By late May songbird migration has just passed its peak, and while most of the expected species have arrived back in our region, there is still a possibility of seeing something new. I headed out to the Eagleson Storm Water Ponds early on the morning of Saturday, May 26, hoping for something just as awesome as the Olive-sided Flycatcher or the Blackburnian Warbler I’d seen on May 21, but not really expecting much. Indeed, there were fewer songbirds than I was hoping for, with only three warbler species (Common Yellowthroat, American Redstart, and Yellow Warbler), a singing Purple Finch, and a singing Red-eyed Vireo, all of which are common local breeders in our region. There were no unexpected flycatchers, grosbeaks, tanagers, wrens, mimids or other migrating species stopping over briefly at the ponds before continuing their journey elsewhere.
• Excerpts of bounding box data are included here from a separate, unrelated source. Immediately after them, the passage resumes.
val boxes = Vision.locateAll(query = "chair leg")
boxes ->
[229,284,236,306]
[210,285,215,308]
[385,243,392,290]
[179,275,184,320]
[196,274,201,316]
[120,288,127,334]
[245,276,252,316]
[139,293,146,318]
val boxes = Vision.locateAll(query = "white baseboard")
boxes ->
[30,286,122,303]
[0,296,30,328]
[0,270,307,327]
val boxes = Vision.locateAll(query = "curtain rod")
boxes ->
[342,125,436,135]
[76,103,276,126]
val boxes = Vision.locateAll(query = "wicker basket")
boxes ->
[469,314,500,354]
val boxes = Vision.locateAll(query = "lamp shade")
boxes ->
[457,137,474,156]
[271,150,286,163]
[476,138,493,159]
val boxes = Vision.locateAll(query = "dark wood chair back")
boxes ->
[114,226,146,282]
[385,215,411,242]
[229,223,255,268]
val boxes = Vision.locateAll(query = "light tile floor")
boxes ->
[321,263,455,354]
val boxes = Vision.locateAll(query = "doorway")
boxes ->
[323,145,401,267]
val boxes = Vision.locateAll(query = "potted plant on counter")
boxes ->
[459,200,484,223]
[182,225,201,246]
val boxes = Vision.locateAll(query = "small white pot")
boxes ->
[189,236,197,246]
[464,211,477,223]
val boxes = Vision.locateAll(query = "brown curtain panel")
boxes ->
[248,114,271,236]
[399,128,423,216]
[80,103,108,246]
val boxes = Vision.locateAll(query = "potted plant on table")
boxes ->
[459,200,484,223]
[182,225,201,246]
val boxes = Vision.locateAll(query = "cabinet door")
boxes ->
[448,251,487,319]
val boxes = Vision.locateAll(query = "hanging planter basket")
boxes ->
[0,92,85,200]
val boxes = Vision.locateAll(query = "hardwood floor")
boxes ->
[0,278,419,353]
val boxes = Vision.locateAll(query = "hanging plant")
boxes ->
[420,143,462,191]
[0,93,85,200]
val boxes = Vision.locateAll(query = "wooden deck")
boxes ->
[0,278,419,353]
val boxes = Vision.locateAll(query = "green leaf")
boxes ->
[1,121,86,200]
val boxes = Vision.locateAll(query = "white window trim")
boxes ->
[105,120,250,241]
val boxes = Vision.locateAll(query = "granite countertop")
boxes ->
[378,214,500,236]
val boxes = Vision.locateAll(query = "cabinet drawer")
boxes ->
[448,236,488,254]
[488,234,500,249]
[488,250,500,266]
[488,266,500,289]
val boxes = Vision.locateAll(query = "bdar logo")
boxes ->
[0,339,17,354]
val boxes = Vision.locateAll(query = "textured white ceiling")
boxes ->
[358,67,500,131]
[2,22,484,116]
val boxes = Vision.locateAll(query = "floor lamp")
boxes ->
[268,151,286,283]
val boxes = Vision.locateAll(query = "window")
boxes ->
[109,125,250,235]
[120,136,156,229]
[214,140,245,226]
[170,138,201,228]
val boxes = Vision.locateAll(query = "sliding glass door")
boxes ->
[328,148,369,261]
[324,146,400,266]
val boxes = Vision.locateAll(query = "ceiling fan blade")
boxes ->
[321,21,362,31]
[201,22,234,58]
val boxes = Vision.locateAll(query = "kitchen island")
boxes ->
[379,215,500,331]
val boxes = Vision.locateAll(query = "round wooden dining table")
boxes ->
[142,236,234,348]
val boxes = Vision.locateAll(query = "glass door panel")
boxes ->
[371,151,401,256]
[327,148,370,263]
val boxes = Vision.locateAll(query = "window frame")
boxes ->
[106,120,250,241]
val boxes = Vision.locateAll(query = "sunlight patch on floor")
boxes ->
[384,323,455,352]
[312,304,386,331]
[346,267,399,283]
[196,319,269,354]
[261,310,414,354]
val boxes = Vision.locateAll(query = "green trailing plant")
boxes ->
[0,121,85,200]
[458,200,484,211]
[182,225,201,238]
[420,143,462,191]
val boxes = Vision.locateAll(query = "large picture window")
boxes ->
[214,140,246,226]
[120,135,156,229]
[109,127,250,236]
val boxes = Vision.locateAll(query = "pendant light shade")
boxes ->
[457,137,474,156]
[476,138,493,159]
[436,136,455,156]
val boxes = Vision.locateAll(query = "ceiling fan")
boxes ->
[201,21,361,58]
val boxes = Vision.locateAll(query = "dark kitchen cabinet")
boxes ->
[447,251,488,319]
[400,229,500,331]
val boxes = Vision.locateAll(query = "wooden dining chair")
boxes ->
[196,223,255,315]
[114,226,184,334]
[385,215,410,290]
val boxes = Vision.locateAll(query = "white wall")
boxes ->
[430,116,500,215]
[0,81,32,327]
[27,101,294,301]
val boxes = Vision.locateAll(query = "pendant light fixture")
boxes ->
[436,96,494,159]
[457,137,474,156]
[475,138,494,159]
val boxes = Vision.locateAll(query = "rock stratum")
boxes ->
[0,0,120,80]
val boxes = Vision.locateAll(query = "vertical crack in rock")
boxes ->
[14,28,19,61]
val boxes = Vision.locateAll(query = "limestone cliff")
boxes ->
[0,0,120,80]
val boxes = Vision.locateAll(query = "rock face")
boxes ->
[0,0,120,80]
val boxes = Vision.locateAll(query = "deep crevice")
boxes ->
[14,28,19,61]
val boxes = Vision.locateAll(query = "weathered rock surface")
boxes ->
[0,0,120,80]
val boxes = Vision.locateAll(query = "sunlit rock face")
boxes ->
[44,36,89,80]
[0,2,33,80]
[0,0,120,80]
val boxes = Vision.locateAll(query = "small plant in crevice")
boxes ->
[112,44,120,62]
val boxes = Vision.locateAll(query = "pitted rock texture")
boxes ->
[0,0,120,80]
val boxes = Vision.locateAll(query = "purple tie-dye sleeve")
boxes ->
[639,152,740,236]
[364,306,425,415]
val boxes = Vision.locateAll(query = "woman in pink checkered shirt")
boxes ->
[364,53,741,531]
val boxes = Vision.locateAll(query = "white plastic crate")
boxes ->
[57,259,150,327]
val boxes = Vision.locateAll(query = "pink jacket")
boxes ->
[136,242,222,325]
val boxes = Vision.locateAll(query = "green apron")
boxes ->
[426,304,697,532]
I wasn’t expecting any new shorebirds to show up, but when I arrived at the central pond and scanned the edges, I was shocked to hear the plaintive whistle of a plover and see a group of black and white birds on the far side of the channel. I got as close as I could and counted eight Black-bellied Plovers scattered in the muck – four males in near-pristine breeding plumage, three presumed females whose juvenile appearance was belied by the darkening bellies and faces, and one indeterminate bird in non-breeding plumage.

Black-bellied Plovers

This is only the second time I’ve seen this species at the ponds – the first time was on September 18, 2016, when I’d watched a juvenile bird fly in and land on the mudflats shortly before a flock of 39 (!!!) Killdeer flew in and immediately engulfed the plover. Spring sightings, however, are much less common, as water levels in our region are generally still too high to provide the extensive mudflats that attract most plovers and shorebirds. Conditions at the ponds have been good, however, as water levels are controlled less by runoff from melting snow and more by the amount of rainfall our area receives – we’ve only had one day of rainfall over 20 mm since the beginning of April, and a handful of days where the rainfall totaled more than 10 mm. As a result, the mucky pond edges and developing mudflats have attracted a good number shorebirds this spring, including Least Sandpipers, Semipalmated Plovers, Greater Yellowlegs, and the usual Killdeer and Spotted Sandpipers.

Black-bellied Plovers

I took a few photos, but the distance and overcast conditions didn’t do these birds justice. I was surprised by how frequently they called, until I realized that they seemed bothered by the number of people walking along the trail above them. Whenever someone jogged past, they hustled off just a little further away, giving their whistled calls. I guess the amount of human activity proved to be too much, for they were gone by the time I circled back.

Black-bellied Plovers

The Black-bellied Plover is one of my favourite shorebirds, and one that I don’t see too often. It is the largest of the North American plovers, and with its black face and belly, white headdress, and sharp black-and-white checkerboard pattern on its back, definitely one of our most striking. As it breeds in the Arctic tundra, migration is the only time we see this species; look for Black-bellied Plovers on mudflats, beaches, or in plowed fields.